Мы с Катрине собираемся к Карлу-Йоргену Йэверу на церемонию освящения. Сначала я отнекивался, ссылался на якобы застенчивость. Но он и слушать не пожелал и дошёл до глухих намёков, что пока я ещё не получил гонорар, мне не след отказываться во избежание последствий. Теперь мы наряжаемся. Будет приём-коктейль, насколько я понял.
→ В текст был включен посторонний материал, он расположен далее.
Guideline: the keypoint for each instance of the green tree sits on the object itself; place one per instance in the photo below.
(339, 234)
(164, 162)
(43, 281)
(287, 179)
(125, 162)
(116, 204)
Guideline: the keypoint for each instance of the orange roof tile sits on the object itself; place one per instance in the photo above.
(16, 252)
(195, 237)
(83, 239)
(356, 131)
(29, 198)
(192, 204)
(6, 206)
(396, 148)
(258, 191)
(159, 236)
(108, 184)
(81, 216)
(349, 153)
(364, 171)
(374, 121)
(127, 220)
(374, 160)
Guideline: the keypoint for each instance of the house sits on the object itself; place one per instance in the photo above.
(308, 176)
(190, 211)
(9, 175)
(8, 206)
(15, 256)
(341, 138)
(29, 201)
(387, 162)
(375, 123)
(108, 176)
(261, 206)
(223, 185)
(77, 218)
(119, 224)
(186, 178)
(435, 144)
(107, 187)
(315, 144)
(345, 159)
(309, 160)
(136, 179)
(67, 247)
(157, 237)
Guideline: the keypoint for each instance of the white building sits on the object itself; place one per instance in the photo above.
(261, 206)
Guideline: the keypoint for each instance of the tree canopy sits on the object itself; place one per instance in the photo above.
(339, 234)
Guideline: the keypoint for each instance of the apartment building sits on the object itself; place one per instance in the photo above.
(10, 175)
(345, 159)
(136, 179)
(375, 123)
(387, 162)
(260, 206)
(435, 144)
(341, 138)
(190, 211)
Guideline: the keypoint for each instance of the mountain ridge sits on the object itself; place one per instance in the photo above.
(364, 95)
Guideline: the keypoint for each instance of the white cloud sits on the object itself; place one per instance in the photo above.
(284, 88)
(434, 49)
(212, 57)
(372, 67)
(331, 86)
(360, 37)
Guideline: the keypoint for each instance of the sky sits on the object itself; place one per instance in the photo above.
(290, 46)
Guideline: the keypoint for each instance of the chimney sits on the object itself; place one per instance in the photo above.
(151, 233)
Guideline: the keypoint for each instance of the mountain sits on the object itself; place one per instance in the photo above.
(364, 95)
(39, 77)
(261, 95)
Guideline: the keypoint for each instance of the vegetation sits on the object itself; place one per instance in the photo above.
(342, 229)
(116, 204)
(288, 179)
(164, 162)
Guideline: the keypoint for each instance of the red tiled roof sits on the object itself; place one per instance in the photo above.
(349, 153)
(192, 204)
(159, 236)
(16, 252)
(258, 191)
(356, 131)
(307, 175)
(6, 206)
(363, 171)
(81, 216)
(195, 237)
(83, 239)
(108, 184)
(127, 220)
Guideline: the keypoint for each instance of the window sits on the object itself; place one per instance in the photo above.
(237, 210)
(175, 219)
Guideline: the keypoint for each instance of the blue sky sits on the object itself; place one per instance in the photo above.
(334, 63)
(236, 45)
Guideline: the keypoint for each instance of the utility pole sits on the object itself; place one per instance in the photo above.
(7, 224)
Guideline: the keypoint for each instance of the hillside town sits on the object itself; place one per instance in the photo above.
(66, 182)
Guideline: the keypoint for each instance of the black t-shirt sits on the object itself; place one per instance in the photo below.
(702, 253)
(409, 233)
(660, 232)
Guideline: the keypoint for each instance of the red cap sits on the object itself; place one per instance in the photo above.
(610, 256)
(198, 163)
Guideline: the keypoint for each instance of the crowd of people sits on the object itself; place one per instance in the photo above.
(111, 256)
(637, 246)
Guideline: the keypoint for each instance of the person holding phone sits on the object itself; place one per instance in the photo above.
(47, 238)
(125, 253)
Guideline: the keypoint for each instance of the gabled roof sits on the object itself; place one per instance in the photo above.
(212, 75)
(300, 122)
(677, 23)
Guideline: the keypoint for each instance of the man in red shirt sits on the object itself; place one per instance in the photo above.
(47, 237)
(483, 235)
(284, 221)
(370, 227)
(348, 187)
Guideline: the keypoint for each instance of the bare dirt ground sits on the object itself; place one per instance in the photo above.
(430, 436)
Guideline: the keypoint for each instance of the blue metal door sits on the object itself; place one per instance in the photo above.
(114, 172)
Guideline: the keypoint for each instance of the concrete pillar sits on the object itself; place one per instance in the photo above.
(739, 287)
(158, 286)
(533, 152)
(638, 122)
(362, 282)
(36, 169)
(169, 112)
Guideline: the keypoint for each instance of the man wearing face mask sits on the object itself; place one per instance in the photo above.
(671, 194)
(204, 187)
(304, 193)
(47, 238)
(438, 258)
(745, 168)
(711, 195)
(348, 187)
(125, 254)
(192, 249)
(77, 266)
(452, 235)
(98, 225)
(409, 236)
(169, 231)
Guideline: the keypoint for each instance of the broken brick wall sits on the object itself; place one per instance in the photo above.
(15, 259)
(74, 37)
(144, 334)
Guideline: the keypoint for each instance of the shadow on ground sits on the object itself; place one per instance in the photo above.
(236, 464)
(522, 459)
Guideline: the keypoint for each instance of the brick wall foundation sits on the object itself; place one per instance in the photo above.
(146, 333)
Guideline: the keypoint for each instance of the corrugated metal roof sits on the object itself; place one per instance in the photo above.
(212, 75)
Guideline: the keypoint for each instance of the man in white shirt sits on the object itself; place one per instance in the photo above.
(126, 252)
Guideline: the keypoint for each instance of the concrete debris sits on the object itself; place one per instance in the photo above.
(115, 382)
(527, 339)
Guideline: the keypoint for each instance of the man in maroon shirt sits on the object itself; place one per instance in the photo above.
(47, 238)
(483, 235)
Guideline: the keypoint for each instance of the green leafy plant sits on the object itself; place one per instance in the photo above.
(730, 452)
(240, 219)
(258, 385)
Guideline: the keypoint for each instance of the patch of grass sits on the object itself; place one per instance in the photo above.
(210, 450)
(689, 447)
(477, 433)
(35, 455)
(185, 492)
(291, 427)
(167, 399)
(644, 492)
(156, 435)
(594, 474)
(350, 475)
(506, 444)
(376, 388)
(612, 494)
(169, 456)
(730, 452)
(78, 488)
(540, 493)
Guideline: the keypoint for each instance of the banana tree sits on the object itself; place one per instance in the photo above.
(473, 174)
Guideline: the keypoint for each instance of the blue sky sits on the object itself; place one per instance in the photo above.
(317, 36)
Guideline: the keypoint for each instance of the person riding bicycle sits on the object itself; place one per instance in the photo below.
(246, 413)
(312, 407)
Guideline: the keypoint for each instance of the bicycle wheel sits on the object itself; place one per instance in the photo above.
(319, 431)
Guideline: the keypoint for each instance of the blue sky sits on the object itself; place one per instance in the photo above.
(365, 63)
В кои-то веки мне нечего надеть.
Я колупаюсь в спальне, натягивая пару брюк, которые хотя бы имеет смысл примерить, когда входит Катрине. На ней обворожительное серое шёлковое бельё от La Pinga и нижняя юбка в цвет. Катрине в последнее время заметно похорошела. Она превращается в зрелую женщину так эффектно. Правда, появилось в ней нечто неуловимое, чужое, я чувствую, что оно закрыто для меня, раньше такого ощущения не возникало. Она меняется, и я не могу предсказать, в какую сторону.
Сейчас она к тому же говорит нечто загадочное:
— Пока тебя не было, звонил твой отец.
Я застываю как был, одна нога в брючине, другая снаружи.
— Катрине, ты о чём?
— Звонил твой отец. Из Копенгагена.
— У меня нет отца, — отвечаю я.
— Извини, но с кем же я тогда разговаривала? Ты думаешь, он тебе не родной, отчим?
— Какой отчим, мама больше не выходила замуж. Честное слово, я не знаю, с кем ты разговаривала.
Катрине хохочет.
— Ну и шуточки у тебя, Сигбьёрн! Между прочим, я разговаривала с ним и раньше. И ты тоже, совсем недавно. Короче, он просил напомнить тебе, что будет в Осло на следующей неделе и что вы договаривались вместе пообедать в «Театральном кафе».